Она говорила это, суетливо бегая по квартире, чай поставила, плитку включила, собралась готовить ужин. Она соскучилась по домашней работе.
— Ну, как она себя чувствует?
— Кто?
— Внучка?
— Никак.
— Не дури.
— Ну, как можно себя чувствовать, если ты умер?
— Да что ты! — присела, руками всплеснув, но бедрам ударила. — Да как же так? Скажи ты мне, — голос у нее был жалобный, казалось, она вот-вот расплачется. Она и разревелась, машинально взяла полотенце и утиралась им.
— Она в музей свой пошла, будь он неладен, пол мыла. Ведро с водой поднимала.
— Ой, не надо бы.
— Конечно, не надо. Говорит, попросил старикашка этот, который у них зав музеем. Скотина, видел же, что нельзя.
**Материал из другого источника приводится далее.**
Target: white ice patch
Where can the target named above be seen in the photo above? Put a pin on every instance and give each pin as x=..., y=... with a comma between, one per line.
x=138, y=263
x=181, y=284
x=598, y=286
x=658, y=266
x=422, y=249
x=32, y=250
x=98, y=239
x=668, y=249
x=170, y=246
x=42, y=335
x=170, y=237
— Да у ней и не очень заметно было.
— Пол помыла, и все началось. Она ничего понять не может, что с ней. Кто бы сказал. Матери-то нет.
— Это конечно, должна быть какая-то опытная советчица.
— Она сама и пошла. Даже «скорую» не догадалась вызвать. Еще бы полчаса — и все.
— Милая, как же она так-то?
— А вот так! — Лепешкину так стало жалко жену, дочку, мать и самого себя, что он замолчал и только судорожно глотал воздух. — Не разбирается она в людях. Очень уж восхищалась стариком этим, а он и выказал…
— Что же она — мертвая родилась?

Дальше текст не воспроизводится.